Bargebur

historyreligiongermanyeast-frisialower-saxonyreformation
3 min read

In the 1680s, a group of Reformed Christians in the East Frisian town of Norden wanted to build a church. Their Lutheran neighbours refused to let them put it inside the town walls. The Count of Luetetsburg, Dodo II of Innhausen and Knyphausen, offered them a sliver of his land just outside the municipal boundary. Construction began. Norden's townsfolk raided the building site, smashing what they could. The Reformed Christians appealed to the Grand Elector of Brandenburg - Frederick William - who happened to be occupying Greetsiel a short ride to the west. In 1684 he sent troops to guard the masons. The church got built. The hamlet that grew up around it is called Bargebur, and it is still there.

Sectarian Geography

East Frisia in the seventeenth century looked tolerant from a distance and felt much less tolerant up close. Lutherans, Reformed Christians, Mennonites, and a small Jewish community all lived in the region, but each town had its own dominant confession, and Norden was firmly Lutheran. Letting the Reformed - the Calvinist tradition - build a church inside the walls would have meant tacit acknowledgement that they belonged there. Norden's town council declined. The Reformed minority found a workaround that medieval and early-modern minorities found everywhere in Europe: they crossed the legal boundary to build on someone else's land.

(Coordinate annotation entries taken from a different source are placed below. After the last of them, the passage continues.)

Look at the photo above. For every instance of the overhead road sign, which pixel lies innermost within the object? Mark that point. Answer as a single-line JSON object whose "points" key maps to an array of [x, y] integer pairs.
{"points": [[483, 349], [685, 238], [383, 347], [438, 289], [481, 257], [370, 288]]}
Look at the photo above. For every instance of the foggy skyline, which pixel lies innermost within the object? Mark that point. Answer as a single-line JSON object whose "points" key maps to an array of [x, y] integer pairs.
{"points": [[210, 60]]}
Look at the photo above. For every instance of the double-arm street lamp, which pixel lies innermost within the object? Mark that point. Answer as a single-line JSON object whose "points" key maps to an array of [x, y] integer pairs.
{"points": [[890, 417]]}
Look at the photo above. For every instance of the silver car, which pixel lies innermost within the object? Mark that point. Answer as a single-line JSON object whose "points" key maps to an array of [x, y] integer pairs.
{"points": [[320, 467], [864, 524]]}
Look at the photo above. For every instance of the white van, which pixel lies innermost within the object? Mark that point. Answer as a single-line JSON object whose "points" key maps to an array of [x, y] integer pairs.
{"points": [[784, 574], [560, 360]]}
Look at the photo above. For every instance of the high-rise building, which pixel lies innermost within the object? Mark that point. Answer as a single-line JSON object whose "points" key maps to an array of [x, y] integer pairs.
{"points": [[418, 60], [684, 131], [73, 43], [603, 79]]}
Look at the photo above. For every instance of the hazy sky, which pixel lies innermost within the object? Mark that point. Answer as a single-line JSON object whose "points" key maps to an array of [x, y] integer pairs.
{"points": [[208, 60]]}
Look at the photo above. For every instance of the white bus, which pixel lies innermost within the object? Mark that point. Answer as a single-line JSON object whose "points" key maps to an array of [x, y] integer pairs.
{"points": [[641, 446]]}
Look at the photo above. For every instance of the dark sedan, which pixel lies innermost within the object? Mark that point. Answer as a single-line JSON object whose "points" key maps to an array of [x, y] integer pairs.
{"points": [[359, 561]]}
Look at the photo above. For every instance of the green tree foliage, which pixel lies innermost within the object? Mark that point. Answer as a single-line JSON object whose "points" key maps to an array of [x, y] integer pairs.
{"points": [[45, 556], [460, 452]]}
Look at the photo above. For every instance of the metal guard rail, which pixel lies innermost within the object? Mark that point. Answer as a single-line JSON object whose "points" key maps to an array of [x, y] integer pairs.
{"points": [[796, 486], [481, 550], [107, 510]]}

The Count of Luetetsburg, himself Reformed, said yes.

The Soldier-Architect

Frederick William of Brandenburg - the Great Elector - was one of the most consequential figures in seventeenth-century Germany. He had rebuilt his shattered electorate after the Thirty Years' War and was busy securing trade routes and territories wherever he could. The Reformed Christians of East Frisia were his coreligionists. In 1684, his troops were already in Greetsiel to the west, where he had pressed a territorial claim. When the Reformed congregation appealed for protection against Norden's raids, he sent soldiers across to Bargebur. The church got finished. The Brandenburg presence faded. The little Reformed congregation has worshipped at the same site ever since.

Absorbed into Norden

For three centuries Bargebur was its own municipality - tiny, agricultural, attached to the Luetetsburg estate. The Bundesstrasse 72 ring road eventually passed along its southern edge, separating it from the Tidofelder Holz, a small forest in the next municipality over. Along the Fehn Canal a footpath called the Verschoenerungsweg - literally the 'beautification way' - threaded between fields. On old maps the place was sometimes called Bergum or Westekelbur. On 1 July 1972, in one of West Germany's many municipal mergers, Bargebur was incorporated into Norden, becoming an urban quarter of the same town whose Lutheran townsfolk had once refused it the right to exist.

Still 500 People

The quarter today covers 0.65 square kilometres and houses roughly five hundred people. The streets and houses have been absorbed into Norden's continuous built-up area - cross a particular street and you have left Bargebur for Norden proper without noticing. The Evangelical-Reformed Bargebur Church still stands, the same building the Brandenburg soldiers protected, with its congregation continuing the tradition started in defiance four hundred years ago. A historic miller's house is used as a community meeting place. It is the kind of East Frisian place where the surface looks like any other quiet German residential neighbourhood and the foundations beneath turn out to be made of religious feud and seventeenth-century cavalry.

From the Air

Bargebur sits at 53.60°N, 7.23°E, on the eastern edge of the town of Norden in the Aurich district of Lower Saxony, Germany. Nearest airports: Norden-Norddeich (EDWY), Emden (EDWE), Wilhelmshaven (EDWI). At cruising altitude the quarter is indistinguishable from the rest of Norden's red-roofed sprawl; from a lower approach (3,000-5,000 ft) the Bundesstrasse 72 ring road and the wooded patch of the Tidofelder Holz to the south help orient. The North Sea coast is roughly 4 km to the north, with the Wadden Sea tidal flats beginning just beyond.